I’ve loaded a series of 3d spheres, with panoramas mapped onto them… and am attempting to create a panorama-node interface similar to that found in Return to Mysterious Island, Myst III Exile, Myst IV, Schizm, or a high-end QTVR tour.
Basically, I’ve had a ton of trouble figuring out how to achieve even basic navigation. I’m a good artist but a terrible programmer.
I started with the camera inside Sphere 1, in the center. I applied the “Mouse Look” script.
I am trying to develop a navigation script to apply to the camera, which will, essentially, check whether there’s been a click, and if so, what node the camera is inside, and what direction the camera is facing along the Y axis… to determine if the camera should move to another node.
Here’s the code I’ve got so far, and it’s not working:
function Update () {
if(Input.GetMouseButtonDown(0) == 1) // if click happens
{
if(transform.position.x == 0) // if camera is in center of Sphere 1
{
if(transform.eulerAngles.y > 20 transform.eulerAngles.y < 50) // if rotation along y axis is between two numbers
{
transform.Translate(700, 0, 0); // Move camera to center of Sphere 2.
}
}
}
}
What do I do with this to make it work?
Kind of depends on why it isn’t working now
Checking if ‘transform.position.x == 0’ is suspect though; is Sphere 1 at zero on X? Even if it is (and the camera is too), floating point numbers have a margin of error, so it’s always safer to say something like ‘is v1 < 0.01 and > -0.01’ (where 0.01 is some small value). Similarly, the problem could just be that the camera’s euler angles aren’t what you think they are, invalidating that part of your tests.
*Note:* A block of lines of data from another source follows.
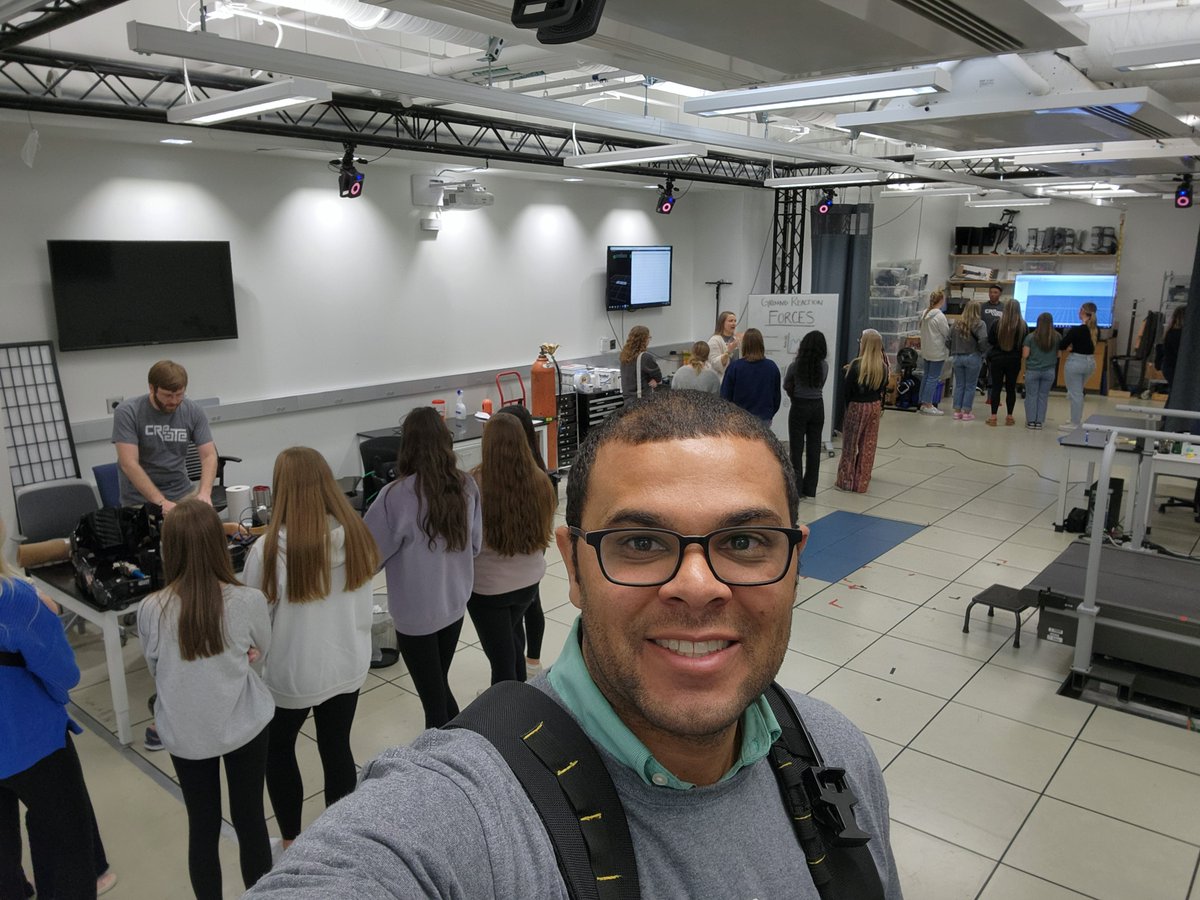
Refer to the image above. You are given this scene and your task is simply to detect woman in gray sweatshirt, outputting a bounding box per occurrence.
[138,499,275,900]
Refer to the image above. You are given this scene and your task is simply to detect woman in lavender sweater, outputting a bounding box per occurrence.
[365,407,484,728]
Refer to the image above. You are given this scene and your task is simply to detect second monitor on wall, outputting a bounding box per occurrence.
[605,246,671,311]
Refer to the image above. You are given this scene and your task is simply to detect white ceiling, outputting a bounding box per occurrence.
[7,0,1200,200]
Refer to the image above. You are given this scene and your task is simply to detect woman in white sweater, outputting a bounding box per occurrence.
[467,415,558,684]
[920,288,950,415]
[242,446,379,846]
[138,499,275,900]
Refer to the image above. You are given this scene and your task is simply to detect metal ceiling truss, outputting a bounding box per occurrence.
[0,49,805,187]
[0,0,125,50]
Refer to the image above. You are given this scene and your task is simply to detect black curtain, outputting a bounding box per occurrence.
[809,203,875,431]
[1164,229,1200,434]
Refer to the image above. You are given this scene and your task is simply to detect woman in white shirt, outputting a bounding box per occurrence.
[242,446,379,846]
[919,288,950,415]
[467,415,558,684]
[138,499,275,900]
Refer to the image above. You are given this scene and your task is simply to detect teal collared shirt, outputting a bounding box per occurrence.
[548,618,782,791]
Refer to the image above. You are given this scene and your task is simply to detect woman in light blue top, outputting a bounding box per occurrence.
[1021,312,1058,428]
In this case, your best bet is to use Debug.Log() to print out the values you’re testing and see which tests are passing or failing. Then you’ll have concrete numbers to compare against your expectations and will know exactly where things are going wrong.
Yes, the camera is at zero on X, but I made a modification as you suggested anyway.
It turned out while doing debug logs (thanks for that advice) that the problem was earlier in the code…
replacing “1” with “true” solved the problem.
Anyway, thanks for your help!
Okay, next question:
What code would I use if I wanted to shift the camera view to a particular angle, either instantly, or over the course of a half-second?
There are plenty of ways to set the rotation instantly, any of which can be used to change it over time (by making incremental changes), The various lerp functions are also very useful for interpolated rotation over time; take a look at Quaternion.Lerp() / Quaternion.Slerp() for example.